Ama zurnanın tıkandığı nokta esasında garantiler… Duydunuz, Rumlar asla Türkiye’nin askeri varlığı olmayacak, tek yanlı müdahale hakkı olmayacak diyor. Bizim aklı evveller de askeri varlığın gerekmeyeceği, yaptırımlarla sınırlandırılmış AB garantisiyle desteklenmiş yeni bir düzenlemeden bahsediyor. Devamlı fasulye ve nohut yemek çok tehlikeli, gereksiz ve ağrı veren gaz yapar, benden söylemesi.

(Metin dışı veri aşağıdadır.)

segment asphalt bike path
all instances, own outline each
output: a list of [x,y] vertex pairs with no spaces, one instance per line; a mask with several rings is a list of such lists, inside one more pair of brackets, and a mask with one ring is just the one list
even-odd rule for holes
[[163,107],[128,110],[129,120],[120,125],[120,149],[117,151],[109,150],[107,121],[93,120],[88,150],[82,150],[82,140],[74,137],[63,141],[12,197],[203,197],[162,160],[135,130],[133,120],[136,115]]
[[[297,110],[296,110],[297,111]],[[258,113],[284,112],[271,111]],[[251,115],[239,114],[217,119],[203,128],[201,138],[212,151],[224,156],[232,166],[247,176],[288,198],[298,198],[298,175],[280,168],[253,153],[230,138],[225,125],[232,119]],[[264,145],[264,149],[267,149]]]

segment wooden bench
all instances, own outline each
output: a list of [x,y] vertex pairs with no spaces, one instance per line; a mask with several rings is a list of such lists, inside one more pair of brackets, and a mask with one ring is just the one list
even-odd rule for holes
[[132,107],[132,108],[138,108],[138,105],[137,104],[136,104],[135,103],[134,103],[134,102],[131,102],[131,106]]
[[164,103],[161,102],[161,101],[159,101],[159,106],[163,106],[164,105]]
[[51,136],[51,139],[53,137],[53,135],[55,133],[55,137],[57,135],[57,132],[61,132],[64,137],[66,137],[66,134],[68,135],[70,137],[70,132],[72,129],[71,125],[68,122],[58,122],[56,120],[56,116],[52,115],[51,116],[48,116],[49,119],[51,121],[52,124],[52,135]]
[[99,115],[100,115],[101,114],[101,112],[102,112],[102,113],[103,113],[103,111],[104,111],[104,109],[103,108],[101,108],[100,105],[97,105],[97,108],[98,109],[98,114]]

Dikkat edilirse bütün yazdıklarımın altında iki temel yaklaşım çizgisi var. Birisi kişisel haklar çerçevesinde ve Kıbrıs Türkünü toplumsal olarak azınlık statüsüne kilitleyecek, Türkiye’yi Kıbrıs’tan dışlayacak bir yaklaşım, diğeri ise toplumsal var olmanın şartlarının altını çizen, Türkiye garantisi yoksa ben de yokum diyen bilinçli bir duruş…
Bu kadar net aslında… Ya kişisel onma toplumsal donma, ya da toplumsal var olma. Tercih eninde sonunda Kıbrıs Türkünün önüne gelecektir.